Die Frage "Samma mia no mia?", mit der Generation 8 ausläuft, durchzieht auch die Geschichte von Generation 9 - die Vorgeschichte und Geschichte unserer Gegenwart und näheren Zukunft zwischen 2000 und 2025. Hier setzen die Kuratorinnen und Kuratoren klugerweise nur noch Schlaglichter, die sich wie in einem Kaleidoskop zu verschiedenen Bildern formen lassen und sich - etwa in der "Sammlung der Gegenwart" am Ende der Ausstellung - um die Achsen Verlust, Wandel und Innovation drehen. Das Publikum nimmt auf dem Weg ins Museumsrestaurant eine Denkaufgabe mit: "Was bleibt von Bayern? Einige sagen: nicht mehr als hier auf der Bühne steht. Alles andere wird auf dem Altar des Erfolges geopfert. Sonderheit ade. Bleibt am Ende nur mehr das Klischee?"

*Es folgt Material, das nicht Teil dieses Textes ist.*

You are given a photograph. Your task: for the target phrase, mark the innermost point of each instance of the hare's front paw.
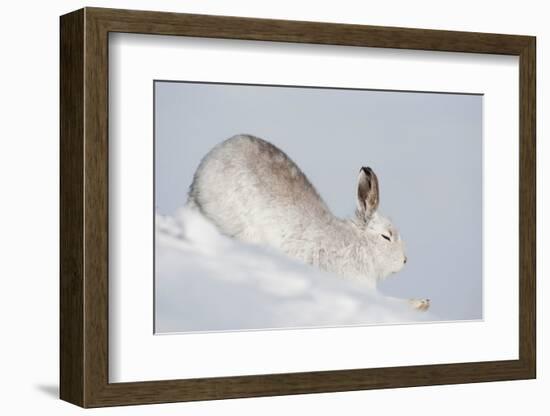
(420, 304)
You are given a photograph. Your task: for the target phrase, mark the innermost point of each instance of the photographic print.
(281, 207)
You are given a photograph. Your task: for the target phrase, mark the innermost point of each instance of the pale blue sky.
(426, 149)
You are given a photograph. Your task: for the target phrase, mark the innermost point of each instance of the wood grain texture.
(71, 208)
(84, 207)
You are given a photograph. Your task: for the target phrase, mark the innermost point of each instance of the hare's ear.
(368, 195)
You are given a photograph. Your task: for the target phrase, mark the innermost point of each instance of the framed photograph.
(254, 207)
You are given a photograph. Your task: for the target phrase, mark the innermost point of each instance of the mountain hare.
(254, 192)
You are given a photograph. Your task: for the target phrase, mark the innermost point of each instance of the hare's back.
(251, 182)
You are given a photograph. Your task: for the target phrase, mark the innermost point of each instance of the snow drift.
(205, 281)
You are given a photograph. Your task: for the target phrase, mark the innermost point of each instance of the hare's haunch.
(255, 193)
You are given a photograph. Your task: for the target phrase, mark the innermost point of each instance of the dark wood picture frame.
(84, 207)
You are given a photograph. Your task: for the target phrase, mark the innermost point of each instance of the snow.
(206, 281)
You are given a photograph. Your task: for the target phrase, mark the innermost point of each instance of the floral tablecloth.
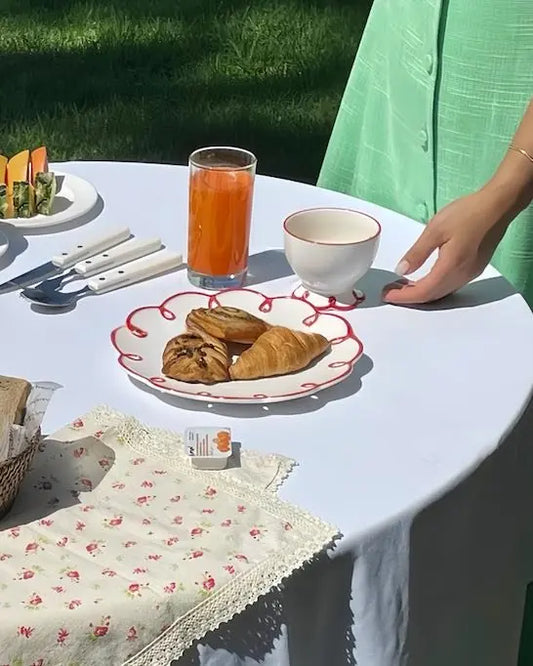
(118, 552)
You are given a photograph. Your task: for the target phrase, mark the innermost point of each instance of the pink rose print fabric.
(107, 550)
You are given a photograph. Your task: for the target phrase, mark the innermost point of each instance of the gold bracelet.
(522, 152)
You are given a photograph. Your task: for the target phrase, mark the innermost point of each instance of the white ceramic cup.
(330, 249)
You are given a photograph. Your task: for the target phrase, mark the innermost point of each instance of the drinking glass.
(221, 186)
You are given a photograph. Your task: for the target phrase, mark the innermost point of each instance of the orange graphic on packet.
(222, 440)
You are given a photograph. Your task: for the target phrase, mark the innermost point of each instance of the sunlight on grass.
(145, 81)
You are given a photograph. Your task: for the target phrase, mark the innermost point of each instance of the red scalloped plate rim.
(205, 395)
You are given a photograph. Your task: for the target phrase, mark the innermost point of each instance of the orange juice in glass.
(221, 186)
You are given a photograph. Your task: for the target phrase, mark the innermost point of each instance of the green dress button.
(422, 211)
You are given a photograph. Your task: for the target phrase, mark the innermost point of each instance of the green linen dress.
(436, 92)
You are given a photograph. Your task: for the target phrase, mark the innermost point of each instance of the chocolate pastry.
(192, 357)
(225, 323)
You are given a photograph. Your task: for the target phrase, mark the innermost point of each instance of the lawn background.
(150, 80)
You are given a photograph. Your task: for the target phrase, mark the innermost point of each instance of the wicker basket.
(12, 473)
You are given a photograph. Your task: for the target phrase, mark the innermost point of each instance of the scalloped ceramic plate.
(140, 343)
(75, 197)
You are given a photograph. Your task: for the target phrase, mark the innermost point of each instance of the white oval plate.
(75, 197)
(4, 244)
(141, 341)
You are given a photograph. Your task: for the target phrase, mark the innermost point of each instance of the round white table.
(409, 457)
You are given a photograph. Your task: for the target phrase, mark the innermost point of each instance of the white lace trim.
(246, 589)
(169, 445)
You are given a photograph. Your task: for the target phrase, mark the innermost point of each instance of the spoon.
(135, 271)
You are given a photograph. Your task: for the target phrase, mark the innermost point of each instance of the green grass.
(150, 80)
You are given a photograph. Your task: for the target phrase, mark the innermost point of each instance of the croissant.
(192, 357)
(225, 323)
(277, 352)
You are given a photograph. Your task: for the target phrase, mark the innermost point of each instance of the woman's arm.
(467, 231)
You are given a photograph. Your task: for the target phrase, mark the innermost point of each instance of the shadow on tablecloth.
(471, 560)
(312, 615)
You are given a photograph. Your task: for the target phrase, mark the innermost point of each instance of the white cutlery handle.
(90, 247)
(141, 269)
(118, 255)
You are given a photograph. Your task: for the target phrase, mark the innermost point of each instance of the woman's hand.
(465, 233)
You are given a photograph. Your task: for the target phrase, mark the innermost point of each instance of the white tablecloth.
(434, 500)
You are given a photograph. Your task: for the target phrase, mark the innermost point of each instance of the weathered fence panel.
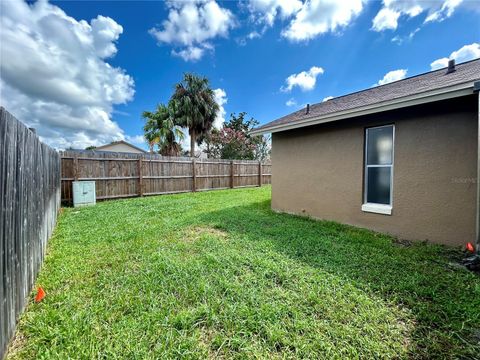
(30, 200)
(119, 175)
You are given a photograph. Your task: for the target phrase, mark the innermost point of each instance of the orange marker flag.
(40, 295)
(470, 248)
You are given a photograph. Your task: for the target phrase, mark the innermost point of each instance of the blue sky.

Die Dauerausstellung des Museums der Bayerischen Geschichte hält jedoch zumindest drei Argumentationslinien bereit, die eine Antwort leichter machen: Da ist zunächst die Persistenz bayerischer Staatlichkeit als erfolgreiches politisch-administratives Gehäuse bayerischer Besonderheiten und Eigenarten; da ist zweitens die Integrationskraft des bayerischen Staats und der bayerischen Gesellschaft, die sich im 19. und 20. Jahrhundert wiederholt bewiesen habe und die auch jetzt noch nicht erschöpft sei; "Einheit in Vielfalt - Unity in Diversity" lautet das Zauberwort. Und da ist schließlich der Eigen-Sinn der Bayern, wo immer sie auch geboren sein mögen. Mia bleim mia - aber anders, könnte man auch sagen. Ein Eintrag im Gästebuch des Museums zeigt, dass diese Botschaft auf fruchtbaren Boden fällt: "Bayern schreibt wohl auch in Zukunft eine führende Rolle in der Geschichte. Nicht nur als Vorreiter im Kampf gegen Covid 19, sondern auch als in technischen Fragen. Bayern war schon immer besonders und bleibt es auch."

Anmerkungen:

[1] Vgl. Richard David Precht: Wer bin ich - und wenn ja, wie viele? Eine philosophische Reise, München 2007.

[2] Klaus-Dietmar Henke: Der freundliche Feind: Amerikaner und Deutsche 1944/45, in: Heinrich Oberreuter / Jürgen Weber (Hgg.): Freundliche Feinde? Die Alliierten und die Demokratiegründung in Deutschland, München / Landsberg 1996, 41-50.

[3] Axel Schildt: Fünf Möglichkeiten, die Geschichte der Bundesrepublik zu erzählen, in: Frank Bajohr u.a. (Hgg.): Mehr als eine Erzählung. Zeitgeschichtliche Perspektiven auf die Bundesrepublik, Göttingen 2016, 15-26, hier 21.

[4] Daniel T. Rodgers: Age of Fracture, Cambridge / London 2011.